Re: Kernel Concurrency Sanitizer (KCSAN)

From: Eric Dumazet
Date: Wed Oct 09 2019 - 12:39:47 EST




On 10/9/19 12:45 AM, Dmitry Vyukov wrote:
> On Sat, Oct 5, 2019 at 6:16 AM Dmitry Vyukov <dvyukov@xxxxxxxxxx> wrote:
>>
>> On Sat, Oct 5, 2019 at 2:58 AM Eric Dumazet <eric.dumazet@xxxxxxxxx> wrote:
>>>> This one is tricky. What I think we need to avoid is an onslaught of
>>>> patches adding READ_ONCE/WRITE_ONCE without a concrete analysis of the
>>>> code being modified. My worry is that Joe Developer is eager to get their
>>>> first patch into the kernel, so runs this tool and starts spamming
>>>> maintainers with these things to the point that they start ignoring KCSAN
>>>> reports altogether because of the time they take up.
>>>>
>>>> I suppose one thing we could do is to require each new READ_ONCE/WRITE_ONCE
>>>> to have a comment describing the racy access, a bit like we do for memory
>>>> barriers.
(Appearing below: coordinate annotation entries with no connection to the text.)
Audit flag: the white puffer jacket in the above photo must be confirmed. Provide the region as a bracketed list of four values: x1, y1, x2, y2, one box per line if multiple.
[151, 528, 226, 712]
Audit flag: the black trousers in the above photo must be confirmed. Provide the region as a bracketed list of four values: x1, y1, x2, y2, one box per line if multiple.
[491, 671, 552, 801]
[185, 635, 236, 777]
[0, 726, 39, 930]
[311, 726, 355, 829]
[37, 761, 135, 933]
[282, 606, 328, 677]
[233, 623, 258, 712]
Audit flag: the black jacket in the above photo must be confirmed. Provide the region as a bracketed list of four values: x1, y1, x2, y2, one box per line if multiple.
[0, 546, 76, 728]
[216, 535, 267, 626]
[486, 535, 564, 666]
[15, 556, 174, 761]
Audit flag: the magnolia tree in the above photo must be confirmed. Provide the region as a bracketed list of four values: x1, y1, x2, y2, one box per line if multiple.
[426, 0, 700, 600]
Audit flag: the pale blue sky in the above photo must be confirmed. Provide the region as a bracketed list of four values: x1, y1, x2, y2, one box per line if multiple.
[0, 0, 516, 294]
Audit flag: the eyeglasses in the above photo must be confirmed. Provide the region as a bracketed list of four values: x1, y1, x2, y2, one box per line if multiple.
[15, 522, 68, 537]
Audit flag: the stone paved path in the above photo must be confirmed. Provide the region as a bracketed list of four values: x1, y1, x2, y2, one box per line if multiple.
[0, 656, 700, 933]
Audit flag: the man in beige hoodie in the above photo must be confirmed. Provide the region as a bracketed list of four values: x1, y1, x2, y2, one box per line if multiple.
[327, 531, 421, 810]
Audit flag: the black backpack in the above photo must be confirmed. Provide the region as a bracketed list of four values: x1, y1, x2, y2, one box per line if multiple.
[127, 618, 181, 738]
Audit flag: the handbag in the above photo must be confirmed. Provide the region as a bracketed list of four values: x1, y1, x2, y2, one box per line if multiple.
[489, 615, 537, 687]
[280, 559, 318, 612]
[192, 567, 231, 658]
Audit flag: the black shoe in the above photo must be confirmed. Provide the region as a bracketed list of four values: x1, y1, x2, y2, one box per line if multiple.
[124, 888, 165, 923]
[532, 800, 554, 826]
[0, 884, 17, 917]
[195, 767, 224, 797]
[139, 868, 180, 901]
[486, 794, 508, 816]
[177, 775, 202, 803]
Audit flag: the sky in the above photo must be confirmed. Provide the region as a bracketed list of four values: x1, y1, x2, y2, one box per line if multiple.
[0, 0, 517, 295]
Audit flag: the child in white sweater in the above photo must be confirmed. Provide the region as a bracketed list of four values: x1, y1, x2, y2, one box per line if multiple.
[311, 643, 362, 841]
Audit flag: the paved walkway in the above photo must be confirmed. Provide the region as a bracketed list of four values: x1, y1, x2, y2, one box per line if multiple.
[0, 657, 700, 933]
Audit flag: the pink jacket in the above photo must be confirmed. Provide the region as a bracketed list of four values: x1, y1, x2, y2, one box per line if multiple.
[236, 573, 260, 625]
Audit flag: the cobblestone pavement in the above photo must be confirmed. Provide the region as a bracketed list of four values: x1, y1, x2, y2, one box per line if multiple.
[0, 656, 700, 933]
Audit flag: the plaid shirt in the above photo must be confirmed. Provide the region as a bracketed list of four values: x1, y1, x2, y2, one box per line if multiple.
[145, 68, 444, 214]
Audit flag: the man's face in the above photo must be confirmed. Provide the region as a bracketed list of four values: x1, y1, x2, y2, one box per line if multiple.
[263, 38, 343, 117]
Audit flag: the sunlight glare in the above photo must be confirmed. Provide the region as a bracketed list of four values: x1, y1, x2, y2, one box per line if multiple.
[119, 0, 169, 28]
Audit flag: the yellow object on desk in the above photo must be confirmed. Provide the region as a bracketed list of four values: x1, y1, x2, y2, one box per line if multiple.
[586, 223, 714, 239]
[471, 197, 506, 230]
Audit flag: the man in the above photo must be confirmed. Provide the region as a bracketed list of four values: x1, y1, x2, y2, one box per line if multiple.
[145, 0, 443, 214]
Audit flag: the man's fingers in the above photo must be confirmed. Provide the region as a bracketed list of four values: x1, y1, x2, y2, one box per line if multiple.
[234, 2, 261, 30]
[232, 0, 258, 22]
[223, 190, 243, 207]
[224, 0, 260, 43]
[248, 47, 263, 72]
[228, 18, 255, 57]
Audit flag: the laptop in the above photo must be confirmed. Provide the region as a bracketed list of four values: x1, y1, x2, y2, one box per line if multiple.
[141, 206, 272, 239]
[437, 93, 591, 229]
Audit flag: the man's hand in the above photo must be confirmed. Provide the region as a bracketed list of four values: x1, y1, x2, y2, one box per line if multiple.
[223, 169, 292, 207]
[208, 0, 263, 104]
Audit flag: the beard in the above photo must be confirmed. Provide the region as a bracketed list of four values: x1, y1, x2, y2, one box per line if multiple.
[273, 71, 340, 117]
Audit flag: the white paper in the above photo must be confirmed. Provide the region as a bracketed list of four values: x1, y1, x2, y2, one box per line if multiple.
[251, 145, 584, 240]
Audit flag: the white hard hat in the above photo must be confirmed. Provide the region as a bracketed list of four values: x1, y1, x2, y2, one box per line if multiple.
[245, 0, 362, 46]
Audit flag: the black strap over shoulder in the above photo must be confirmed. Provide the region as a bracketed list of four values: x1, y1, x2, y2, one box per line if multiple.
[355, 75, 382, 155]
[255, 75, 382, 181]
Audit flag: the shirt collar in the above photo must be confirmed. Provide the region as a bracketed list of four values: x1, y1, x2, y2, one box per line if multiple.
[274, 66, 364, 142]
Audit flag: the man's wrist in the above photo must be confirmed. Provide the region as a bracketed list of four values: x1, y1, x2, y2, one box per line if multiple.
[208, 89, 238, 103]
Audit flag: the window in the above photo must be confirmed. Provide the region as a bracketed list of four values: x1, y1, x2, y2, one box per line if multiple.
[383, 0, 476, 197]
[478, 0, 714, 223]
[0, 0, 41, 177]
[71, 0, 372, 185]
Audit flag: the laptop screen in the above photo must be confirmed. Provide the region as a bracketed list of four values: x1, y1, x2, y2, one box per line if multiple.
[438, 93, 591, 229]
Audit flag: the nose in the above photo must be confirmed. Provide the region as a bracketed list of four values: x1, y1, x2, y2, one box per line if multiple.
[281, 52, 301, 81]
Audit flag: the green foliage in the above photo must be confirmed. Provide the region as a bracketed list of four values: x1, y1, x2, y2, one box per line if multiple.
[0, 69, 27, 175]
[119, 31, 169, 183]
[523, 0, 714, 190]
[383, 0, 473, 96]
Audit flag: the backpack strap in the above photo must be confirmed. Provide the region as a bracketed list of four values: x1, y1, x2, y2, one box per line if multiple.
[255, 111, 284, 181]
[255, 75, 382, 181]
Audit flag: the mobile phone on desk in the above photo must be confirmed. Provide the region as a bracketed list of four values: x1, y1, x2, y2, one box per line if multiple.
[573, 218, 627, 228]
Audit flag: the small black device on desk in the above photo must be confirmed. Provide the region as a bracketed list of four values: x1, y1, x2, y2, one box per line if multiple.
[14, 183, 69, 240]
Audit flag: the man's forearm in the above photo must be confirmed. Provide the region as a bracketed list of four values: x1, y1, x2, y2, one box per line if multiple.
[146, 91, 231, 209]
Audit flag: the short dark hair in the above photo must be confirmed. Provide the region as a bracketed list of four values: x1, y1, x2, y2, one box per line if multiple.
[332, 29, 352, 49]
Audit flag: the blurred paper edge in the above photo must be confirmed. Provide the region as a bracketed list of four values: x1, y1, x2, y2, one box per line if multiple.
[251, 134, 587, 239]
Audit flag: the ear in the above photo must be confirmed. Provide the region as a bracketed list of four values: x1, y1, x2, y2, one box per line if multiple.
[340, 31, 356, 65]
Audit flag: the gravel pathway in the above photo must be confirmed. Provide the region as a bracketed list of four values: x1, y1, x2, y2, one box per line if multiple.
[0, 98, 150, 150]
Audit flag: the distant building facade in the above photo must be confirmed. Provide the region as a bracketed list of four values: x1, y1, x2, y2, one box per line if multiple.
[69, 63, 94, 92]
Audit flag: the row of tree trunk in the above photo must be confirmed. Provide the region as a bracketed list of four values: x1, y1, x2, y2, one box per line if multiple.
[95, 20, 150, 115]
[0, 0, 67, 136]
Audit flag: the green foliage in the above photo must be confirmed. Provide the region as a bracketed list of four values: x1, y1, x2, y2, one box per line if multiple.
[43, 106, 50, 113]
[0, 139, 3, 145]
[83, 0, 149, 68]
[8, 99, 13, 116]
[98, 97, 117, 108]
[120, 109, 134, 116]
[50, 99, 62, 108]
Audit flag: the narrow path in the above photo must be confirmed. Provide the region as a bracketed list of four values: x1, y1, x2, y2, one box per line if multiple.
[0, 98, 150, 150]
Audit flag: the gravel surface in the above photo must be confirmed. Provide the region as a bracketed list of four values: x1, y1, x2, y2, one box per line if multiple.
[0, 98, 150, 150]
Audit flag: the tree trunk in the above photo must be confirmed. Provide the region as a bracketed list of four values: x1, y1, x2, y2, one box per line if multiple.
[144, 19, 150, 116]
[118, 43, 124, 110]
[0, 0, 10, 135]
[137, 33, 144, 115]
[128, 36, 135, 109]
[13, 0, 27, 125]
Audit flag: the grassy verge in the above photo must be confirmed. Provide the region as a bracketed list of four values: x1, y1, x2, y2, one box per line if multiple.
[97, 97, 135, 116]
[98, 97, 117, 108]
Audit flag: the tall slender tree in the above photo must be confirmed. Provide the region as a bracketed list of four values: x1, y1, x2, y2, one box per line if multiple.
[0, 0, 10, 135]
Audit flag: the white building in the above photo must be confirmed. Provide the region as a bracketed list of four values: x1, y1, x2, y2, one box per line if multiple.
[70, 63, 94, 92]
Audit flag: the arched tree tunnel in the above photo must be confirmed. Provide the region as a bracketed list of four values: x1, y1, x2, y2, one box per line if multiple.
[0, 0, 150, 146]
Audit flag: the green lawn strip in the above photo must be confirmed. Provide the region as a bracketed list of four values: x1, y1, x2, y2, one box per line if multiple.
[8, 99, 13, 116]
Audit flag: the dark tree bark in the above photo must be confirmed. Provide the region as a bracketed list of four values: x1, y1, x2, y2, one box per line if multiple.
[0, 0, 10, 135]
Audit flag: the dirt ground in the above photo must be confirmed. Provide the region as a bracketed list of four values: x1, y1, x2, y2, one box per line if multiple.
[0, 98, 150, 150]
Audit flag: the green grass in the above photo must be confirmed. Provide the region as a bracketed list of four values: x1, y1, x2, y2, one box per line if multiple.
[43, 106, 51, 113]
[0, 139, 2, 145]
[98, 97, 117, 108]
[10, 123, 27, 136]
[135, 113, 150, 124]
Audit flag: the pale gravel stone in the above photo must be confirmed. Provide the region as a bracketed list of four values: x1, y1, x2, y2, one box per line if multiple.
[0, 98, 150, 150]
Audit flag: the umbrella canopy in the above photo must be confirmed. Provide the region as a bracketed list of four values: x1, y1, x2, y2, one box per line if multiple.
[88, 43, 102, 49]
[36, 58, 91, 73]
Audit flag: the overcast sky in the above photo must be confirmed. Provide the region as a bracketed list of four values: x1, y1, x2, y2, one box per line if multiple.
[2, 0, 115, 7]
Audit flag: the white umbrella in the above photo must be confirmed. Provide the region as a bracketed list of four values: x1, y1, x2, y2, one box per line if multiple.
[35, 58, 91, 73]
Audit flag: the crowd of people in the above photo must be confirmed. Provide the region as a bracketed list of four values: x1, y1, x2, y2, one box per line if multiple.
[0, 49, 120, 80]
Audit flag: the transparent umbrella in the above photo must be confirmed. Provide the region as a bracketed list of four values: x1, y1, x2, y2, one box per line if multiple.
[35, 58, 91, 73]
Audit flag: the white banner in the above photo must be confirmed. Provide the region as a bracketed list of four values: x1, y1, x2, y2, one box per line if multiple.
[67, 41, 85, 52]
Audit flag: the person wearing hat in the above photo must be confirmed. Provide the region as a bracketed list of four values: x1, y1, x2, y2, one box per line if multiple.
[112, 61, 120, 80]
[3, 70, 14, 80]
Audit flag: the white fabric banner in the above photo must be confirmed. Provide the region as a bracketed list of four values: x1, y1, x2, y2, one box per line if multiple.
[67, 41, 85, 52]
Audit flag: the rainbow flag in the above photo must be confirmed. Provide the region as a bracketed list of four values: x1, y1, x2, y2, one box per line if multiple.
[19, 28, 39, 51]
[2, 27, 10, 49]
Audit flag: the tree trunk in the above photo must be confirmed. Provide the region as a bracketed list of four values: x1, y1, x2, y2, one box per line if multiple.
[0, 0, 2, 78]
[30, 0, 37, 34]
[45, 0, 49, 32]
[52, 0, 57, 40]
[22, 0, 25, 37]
Another possibility would be to use atomic_t more widely if
>>>> there is genuine concurrency involved.
>>>>
>>>
>>> About READ_ONCE() and WRITE_ONCE(), we will probably need
>>>
>>> ADD_ONCE(var, value) for arches that can implement the RMW in a single instruction.
>>>
>>> WRITE_ONCE(var, var + value) does not look pretty, and increases register pressure.
>>
>> FWIW modern compilers can handle this if we tell them what we are trying to do:
>>
>> void foo(int *p, int x)
>> {
>> x += __atomic_load_n(p, __ATOMIC_RELAXED);
>> __atomic_store_n(p, x, __ATOMIC_RELAXED);
>> }
>>
>> $ clang test.c -c -O2 && objdump -d test.o
>>
>> 0000000000000000 <foo>:
>> 0: 01 37 add %esi,(%rdi)
>> 2: c3 retq
>>
>> We can have syntactic sugar on top of this of course.
>
> An interesting precedent come up in another KCSAN bug report. Namely,
> it may be reasonable for a compiler to use different optimization
> heuristics for concurrent and non-concurrent code. Consider there are
> some legal code transformations, but it's unclear if they are
> profitable or not. It may be the case that for non-concurrent code the
> expectation is that it's a profitable transformation, but for
> concurrent code it is not. So that may be another reason to
> communicate to compiler what we want to do, rather than trying to
> trick and play against each other. I've added the concrete example
> here:
> https://github.com/google/ktsan/wiki/READ_ONCE-and-WRITE_ONCE#it-may-improve-performance
>

Note that for bit fields, READ_ONCE() wont work.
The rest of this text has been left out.